Publication year - 1959
Publication title -
american journal of botany
Language(s) - English
Resource type - Journals
SCImago Journal Rank - 1.218
H-Index - 151
eISSN - 1537-2197
pISSN - 0002-9122
DOI - 10.1002/j.1537-2197.1959.tb07058.x
Subject(s) - biology , pennsylvanian , stele , botany , xylem , genus , reticulate , fern , integumentary system , anatomy , paleontology , structural basin
E ggert , D onald A. (Yale U., New Haven, Conn.) Studies of Paleozoic ferns: Tubicaulis stewartii sp. nov. and evolutionary trends in the genus. Amer. Jour. Bot. 46(8): 594–602. Illus. 1959.— Tubicaulis stewartii, a new species of the order Coenopteridales is described. The specimen was derived from the Upper Pennsylvanian of Berryville, Illinois, and is characterized by having a lacunar middle cortex, a well‐developed integumentary system bearing uniseriate hairs, and xylem parenchyma organized into vertically anastomosing strands. In addition, multiseriate (somewhat transitional to reticulate) bordered pitting is present in the petiolar metaxylem elements, while those of the stem stele are multiseriate scalariform. The habit is intermediate between that of a form such as Osmunda and a tree fern, having an upright tapering stem which gives off prominently decurrent petioles in a 2/5 divergence. A reinvestigation of the type specimen of the most closely allied species, T. multiscalariformis , of Upper‐Middle Pennsylvanian age, has shown that it has similar features in the cortex, metaxylem, and integumentary layers.
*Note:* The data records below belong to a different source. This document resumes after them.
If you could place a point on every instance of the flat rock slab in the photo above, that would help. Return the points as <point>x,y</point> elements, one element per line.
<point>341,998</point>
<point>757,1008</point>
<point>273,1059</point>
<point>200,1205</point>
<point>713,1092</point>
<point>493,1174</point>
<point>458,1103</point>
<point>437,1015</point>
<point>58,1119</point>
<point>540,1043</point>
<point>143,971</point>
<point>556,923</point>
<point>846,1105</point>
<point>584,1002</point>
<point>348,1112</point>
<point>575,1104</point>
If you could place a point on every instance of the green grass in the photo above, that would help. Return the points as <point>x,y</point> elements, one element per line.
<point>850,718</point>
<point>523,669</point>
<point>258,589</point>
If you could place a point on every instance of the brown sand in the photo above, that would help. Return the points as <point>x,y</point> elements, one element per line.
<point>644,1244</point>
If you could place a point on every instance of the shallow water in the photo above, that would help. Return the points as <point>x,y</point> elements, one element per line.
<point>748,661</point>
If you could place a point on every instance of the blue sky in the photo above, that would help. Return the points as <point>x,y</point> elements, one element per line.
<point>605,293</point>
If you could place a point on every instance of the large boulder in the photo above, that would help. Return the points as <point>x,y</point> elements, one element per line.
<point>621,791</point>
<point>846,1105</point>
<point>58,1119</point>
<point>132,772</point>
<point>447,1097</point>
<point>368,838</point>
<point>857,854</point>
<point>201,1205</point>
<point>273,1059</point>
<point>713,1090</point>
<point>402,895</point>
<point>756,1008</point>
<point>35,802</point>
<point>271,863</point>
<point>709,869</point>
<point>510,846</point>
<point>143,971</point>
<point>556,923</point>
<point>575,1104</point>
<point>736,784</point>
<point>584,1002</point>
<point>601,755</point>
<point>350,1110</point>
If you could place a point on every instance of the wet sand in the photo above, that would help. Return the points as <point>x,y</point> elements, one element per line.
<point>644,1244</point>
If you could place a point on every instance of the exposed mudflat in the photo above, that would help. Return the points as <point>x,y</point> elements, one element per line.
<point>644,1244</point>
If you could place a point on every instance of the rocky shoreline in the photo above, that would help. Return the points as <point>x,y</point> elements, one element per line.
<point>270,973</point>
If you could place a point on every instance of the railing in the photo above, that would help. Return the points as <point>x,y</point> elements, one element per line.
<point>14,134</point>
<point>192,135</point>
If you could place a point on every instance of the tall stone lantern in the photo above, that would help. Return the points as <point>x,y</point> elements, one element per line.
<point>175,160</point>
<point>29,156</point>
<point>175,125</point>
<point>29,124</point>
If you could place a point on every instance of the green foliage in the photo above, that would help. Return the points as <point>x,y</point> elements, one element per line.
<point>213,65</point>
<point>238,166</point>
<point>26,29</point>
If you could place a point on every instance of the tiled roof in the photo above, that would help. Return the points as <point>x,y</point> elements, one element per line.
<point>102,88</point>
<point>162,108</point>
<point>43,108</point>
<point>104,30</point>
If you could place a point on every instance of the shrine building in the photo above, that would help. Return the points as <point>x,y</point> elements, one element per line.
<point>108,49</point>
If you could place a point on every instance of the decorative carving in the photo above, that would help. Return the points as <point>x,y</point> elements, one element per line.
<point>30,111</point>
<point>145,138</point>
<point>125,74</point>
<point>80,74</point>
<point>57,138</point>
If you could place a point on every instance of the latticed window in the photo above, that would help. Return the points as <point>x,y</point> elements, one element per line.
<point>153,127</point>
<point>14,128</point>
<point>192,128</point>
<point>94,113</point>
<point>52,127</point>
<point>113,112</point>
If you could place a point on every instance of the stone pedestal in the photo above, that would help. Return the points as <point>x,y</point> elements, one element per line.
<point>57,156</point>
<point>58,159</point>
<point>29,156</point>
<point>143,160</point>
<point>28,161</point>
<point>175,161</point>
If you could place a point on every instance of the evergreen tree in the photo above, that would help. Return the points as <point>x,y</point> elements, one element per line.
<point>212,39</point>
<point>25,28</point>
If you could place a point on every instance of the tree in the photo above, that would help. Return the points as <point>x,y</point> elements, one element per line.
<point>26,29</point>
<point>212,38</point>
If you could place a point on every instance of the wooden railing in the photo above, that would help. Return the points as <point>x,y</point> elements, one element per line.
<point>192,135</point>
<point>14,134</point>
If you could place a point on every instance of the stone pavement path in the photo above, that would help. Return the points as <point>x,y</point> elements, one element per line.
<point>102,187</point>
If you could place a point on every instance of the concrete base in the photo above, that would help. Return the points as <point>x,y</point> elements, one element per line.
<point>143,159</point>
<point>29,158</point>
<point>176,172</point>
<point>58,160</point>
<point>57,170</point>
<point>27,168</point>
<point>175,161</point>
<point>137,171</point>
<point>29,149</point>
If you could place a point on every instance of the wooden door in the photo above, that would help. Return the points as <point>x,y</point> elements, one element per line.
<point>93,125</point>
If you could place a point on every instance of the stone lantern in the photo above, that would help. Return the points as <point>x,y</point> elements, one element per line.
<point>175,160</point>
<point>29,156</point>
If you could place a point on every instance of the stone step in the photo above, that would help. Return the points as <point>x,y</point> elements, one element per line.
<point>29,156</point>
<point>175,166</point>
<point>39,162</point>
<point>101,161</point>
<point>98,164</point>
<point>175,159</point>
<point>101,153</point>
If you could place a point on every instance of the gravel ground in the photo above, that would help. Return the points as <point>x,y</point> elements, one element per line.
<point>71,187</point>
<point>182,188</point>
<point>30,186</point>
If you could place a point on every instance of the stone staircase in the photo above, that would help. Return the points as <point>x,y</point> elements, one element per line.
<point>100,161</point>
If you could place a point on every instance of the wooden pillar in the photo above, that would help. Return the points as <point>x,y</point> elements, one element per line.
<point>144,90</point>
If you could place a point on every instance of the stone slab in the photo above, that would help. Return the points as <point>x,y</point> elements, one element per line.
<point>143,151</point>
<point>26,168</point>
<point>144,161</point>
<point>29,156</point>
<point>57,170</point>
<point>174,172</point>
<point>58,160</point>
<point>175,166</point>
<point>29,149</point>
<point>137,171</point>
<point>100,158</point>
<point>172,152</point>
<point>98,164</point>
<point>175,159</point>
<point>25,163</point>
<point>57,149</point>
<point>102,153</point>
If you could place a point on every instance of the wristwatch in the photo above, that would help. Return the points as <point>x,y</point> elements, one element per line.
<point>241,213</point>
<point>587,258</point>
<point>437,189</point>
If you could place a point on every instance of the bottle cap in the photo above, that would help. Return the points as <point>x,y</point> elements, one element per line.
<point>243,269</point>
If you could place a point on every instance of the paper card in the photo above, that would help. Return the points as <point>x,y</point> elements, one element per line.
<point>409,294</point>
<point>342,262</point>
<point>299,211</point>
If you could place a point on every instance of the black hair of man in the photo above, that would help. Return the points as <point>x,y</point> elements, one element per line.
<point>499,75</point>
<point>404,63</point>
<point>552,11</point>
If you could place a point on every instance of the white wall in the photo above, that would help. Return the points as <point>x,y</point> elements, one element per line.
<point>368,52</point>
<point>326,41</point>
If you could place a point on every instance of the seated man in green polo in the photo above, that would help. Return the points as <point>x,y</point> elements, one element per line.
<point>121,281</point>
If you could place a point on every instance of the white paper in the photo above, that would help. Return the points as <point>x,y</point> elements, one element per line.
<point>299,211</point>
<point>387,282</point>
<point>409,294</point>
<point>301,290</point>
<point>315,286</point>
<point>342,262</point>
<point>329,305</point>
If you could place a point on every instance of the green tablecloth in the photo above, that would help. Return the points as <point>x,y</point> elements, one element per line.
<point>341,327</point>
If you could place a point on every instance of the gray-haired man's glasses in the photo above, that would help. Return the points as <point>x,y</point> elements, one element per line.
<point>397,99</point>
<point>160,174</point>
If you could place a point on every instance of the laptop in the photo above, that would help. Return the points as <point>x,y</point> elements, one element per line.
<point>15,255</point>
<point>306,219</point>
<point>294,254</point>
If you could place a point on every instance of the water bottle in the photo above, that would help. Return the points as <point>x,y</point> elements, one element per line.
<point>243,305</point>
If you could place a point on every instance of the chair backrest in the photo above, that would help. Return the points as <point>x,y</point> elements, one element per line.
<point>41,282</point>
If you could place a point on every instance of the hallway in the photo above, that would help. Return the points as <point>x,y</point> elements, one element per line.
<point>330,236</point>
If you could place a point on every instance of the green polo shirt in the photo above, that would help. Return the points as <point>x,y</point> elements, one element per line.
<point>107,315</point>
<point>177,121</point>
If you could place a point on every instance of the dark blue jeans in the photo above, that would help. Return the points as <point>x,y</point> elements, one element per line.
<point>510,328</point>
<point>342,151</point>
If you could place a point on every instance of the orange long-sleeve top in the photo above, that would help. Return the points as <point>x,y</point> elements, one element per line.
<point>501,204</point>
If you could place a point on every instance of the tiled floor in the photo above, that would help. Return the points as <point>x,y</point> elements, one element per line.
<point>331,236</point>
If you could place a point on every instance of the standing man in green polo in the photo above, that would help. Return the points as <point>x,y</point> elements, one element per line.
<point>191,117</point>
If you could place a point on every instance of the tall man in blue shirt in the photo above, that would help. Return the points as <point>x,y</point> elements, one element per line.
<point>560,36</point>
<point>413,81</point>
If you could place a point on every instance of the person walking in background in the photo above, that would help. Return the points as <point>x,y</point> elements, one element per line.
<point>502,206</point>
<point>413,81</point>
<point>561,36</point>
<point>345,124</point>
Tubicaulis multiscalariformis and T. stewartii form a distinct group in the 6 species now known, whose evolution has most likely involved the retention of a more primitive form of pitting (multiseriate scalariform) with parenchymatization of the xylem. The remaining species of the genus have not developed xylem parenchyma but have developed circular bordered pitting. The relationships of the genus to other genera in the Coenopteridales remain obscure.